A Dissentious “Debate”: Shaping Habeas Procedures Post-Boumediene Colin C. Pogge
88 Texas L. Rev. 1073 (2010)

In this Note, Pogge examines how habeas procedures have begun to develop in the aftermath of Boumediene v. Bush, in which the Supreme Court held that Guantanamo detainees possess a constitutional privilege of habeas corpus. He suggests that the D.C. District Court’s post-Boumediene mandate to design procedures for the Guantanamo habeas proceedings, as well as its adjudicatory role in the disposition of these proceedings, substantially impact the inter-branch national security dialogue. After discussing the issues with which the D.C. District Court has grappled, Pogge argues that congressional involvement, particularly in the form of statutory habeas procedures, would ensure a more inter-branch, systemically balanced construction of U.S. detention policy.

Child Pornography, the First Amendment, and Mistakes of Age: An Age-Old Debate Michael J. Ritter
88 Texas L. Rev. 1101 (2010)

In this Note, Ritter discusses the mistake-of-age defense in child pornography cases. While some courts impose a strict liability standard that rejects any mistake defense, others hold that the First Amendment allows offenders to assert a reasonable mistake defense.
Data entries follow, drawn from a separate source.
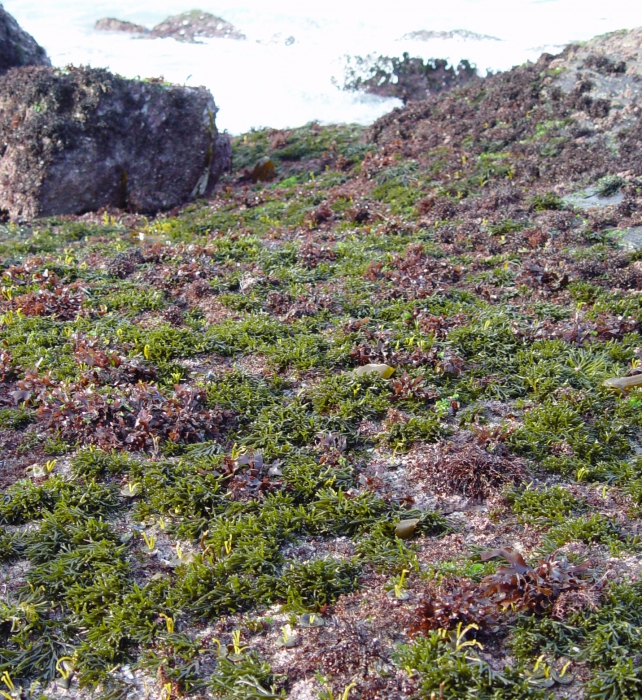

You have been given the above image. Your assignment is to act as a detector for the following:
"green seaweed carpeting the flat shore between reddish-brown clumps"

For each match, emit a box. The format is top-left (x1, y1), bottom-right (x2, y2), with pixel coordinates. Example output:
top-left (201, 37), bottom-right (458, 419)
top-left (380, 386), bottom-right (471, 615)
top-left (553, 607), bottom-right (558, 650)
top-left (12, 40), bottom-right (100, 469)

top-left (0, 110), bottom-right (642, 698)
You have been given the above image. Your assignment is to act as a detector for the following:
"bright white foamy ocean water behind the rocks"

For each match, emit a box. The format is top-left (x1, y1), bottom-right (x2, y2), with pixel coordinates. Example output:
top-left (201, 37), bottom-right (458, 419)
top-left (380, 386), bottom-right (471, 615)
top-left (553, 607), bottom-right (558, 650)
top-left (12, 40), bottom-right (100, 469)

top-left (4, 0), bottom-right (642, 134)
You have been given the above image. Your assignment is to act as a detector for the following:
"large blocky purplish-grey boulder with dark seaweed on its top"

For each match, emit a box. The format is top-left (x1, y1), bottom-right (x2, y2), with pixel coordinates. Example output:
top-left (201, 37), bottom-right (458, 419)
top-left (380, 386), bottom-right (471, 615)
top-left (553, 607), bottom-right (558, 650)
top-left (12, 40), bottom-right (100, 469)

top-left (0, 67), bottom-right (231, 220)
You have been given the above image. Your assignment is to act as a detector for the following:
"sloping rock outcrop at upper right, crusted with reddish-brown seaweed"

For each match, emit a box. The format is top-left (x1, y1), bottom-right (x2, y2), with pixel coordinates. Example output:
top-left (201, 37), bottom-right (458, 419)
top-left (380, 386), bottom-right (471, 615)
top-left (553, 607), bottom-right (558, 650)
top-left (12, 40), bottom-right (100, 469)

Underlying these decisions is the tension between the need to protect children from the dangers of child pornography and the conflicting goal of avoiding the chilling effects of overly broad laws. As a compromise between these two conflicting goals, Ritter proposes an intermediate standard that would require defendants claiming a mistake-of-age defense to show that they verified child subjects’ ages with government documents or officials.

Soul Searching and Profit Seeking: Reconciling the Competing Goals of Islamic Finance Holly E. Robbins
88 Texas L. Rev. 1125 (2010)

In this Note, Robbins explores the worldwide growth of the Islamic finance industry. She notes that the Islamic finance system has not enjoyed widespread acceptance, due in large part to the fact that the industry lacks what some consider a necessary cohesive and overarching governance structure. Robbins outlines three general proposals aimed at addressing this problem: (1) streamlining the educational system for Islamic financial experts; (2) new methods for avoiding conflicts of interests among the field’s influential scholars; and (3) suggested changes for rating the levels of compliance of Islamic financial institutions and companies.